After some big gains in 2020, the stock market has been generally uninterested in biopharmaceutical stocks this year. Bristol Myers Squibb has been falling particularly hard in response to disappointing write-offs related to its $74 billion Celgene acquisition in 2019. 

Investors are also worried because Bristol Myers Squibb's lead product, Revlimid, could begin facing limited generic competition next year and full-blown generic competition in 2026. Shareholders will notice the company has invested heavily in preparation for Revlimid's eventual implosion and its working. Its new product portfolio contains six recently launched drugs, including Reblozyl, an anemia treatment the FDA approved in 2020. Reblozyl sales finished the third quarter of 2021 at an annualized run rate of $512 million.

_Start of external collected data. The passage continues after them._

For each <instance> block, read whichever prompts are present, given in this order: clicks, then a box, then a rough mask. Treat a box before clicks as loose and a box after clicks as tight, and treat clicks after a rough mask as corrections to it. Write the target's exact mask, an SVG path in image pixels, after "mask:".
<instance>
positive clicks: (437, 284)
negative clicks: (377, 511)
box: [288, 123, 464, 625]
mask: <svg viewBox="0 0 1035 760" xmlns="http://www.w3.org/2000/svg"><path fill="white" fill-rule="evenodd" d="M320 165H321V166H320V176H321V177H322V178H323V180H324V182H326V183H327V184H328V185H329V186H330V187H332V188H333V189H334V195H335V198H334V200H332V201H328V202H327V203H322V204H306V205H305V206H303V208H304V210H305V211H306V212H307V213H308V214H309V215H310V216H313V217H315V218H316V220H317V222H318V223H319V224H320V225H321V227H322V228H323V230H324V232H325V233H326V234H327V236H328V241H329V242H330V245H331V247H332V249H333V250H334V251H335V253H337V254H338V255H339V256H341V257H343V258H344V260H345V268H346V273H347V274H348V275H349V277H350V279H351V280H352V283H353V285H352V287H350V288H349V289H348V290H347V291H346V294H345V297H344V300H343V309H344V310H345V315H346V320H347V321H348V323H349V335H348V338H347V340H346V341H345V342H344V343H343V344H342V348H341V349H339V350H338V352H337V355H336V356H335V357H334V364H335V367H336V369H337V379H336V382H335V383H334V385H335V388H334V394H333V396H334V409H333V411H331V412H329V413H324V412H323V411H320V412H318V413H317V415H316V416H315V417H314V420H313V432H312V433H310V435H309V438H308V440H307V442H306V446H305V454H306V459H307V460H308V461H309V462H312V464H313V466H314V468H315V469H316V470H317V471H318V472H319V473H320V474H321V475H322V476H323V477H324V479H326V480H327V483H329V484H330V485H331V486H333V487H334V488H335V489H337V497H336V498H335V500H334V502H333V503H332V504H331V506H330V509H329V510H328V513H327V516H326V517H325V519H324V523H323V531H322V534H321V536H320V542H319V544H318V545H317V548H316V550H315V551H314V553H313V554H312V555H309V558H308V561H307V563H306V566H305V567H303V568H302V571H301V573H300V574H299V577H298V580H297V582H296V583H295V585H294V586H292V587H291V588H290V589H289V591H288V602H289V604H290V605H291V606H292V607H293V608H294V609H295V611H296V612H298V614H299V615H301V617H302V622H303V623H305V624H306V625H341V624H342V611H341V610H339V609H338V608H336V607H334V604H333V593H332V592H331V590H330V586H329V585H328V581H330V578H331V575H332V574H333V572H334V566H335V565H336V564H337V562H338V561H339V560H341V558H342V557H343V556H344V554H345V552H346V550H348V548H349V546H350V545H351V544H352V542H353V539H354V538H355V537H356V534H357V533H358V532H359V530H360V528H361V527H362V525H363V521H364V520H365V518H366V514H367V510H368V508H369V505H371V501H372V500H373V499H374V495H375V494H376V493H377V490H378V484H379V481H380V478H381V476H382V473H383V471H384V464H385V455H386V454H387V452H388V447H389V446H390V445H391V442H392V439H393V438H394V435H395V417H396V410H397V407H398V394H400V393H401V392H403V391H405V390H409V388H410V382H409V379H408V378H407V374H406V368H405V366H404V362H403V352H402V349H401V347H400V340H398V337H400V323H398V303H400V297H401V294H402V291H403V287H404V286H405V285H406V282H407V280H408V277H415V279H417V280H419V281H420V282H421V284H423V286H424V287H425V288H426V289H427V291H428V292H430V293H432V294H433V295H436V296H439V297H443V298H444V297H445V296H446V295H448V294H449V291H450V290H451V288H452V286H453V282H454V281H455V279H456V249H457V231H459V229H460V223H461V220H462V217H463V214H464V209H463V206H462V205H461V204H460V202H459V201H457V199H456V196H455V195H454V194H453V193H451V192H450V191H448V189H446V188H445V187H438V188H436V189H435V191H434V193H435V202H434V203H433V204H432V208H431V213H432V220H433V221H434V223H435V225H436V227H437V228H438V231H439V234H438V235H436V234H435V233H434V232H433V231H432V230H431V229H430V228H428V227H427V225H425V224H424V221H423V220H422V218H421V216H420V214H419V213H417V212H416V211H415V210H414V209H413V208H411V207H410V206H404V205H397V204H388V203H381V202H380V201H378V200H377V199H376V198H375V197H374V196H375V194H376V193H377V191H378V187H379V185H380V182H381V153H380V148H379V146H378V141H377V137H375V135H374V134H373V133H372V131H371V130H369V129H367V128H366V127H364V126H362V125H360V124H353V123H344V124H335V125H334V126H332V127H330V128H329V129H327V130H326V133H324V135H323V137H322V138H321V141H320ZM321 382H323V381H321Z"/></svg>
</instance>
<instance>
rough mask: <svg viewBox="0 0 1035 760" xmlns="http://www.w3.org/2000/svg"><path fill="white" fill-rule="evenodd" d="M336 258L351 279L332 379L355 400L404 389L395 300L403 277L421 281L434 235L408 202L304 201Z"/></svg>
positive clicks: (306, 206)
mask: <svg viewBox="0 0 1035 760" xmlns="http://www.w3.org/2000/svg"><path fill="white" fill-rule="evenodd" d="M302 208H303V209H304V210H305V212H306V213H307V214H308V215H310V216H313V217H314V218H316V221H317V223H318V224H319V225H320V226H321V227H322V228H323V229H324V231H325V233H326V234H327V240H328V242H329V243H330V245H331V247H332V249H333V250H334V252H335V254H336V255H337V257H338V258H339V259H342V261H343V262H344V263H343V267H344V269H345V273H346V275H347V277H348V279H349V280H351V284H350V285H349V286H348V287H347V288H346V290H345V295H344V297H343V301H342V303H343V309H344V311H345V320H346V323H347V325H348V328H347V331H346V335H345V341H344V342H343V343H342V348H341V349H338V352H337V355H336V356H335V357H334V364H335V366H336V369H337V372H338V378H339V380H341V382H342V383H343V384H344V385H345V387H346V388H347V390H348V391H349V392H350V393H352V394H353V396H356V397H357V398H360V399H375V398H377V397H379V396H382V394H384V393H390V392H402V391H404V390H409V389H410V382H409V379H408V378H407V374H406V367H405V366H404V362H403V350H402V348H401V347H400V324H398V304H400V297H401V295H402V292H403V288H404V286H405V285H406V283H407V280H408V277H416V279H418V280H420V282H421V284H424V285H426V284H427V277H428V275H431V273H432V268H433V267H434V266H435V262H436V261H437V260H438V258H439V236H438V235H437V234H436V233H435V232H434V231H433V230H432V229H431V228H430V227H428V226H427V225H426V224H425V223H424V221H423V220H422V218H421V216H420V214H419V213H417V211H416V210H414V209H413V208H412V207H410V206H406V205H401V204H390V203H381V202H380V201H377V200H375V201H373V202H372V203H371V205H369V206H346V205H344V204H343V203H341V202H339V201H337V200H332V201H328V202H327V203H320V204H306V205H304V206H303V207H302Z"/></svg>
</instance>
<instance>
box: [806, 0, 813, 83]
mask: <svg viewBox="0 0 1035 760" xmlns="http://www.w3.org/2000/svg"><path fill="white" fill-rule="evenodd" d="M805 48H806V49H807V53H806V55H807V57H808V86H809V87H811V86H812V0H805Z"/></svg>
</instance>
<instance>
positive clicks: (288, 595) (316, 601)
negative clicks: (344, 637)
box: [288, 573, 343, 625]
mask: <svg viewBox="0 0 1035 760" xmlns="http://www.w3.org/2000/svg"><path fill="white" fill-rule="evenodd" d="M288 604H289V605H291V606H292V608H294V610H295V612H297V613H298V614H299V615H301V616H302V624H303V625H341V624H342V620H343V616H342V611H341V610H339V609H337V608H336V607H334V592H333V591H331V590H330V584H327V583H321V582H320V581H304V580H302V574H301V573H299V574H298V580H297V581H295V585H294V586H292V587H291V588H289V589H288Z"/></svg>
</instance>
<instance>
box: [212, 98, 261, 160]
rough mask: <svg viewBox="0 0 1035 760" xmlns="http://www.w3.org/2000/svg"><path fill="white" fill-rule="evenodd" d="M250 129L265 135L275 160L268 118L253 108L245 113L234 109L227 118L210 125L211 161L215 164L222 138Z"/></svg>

Luckily for its shareholders, Bristol Myers Squibb isn't having any trouble raising its quarterly dividend payment. The drugmaker needs less than one-third of the free cash flow its operation generated over the past year to meet its dividend obligation.

Investors have seen their payouts rise by 25% over the past five years and the company's generating enough cash to go higher. Add it all up and this looks like one of the best dividend stocks you can buy now.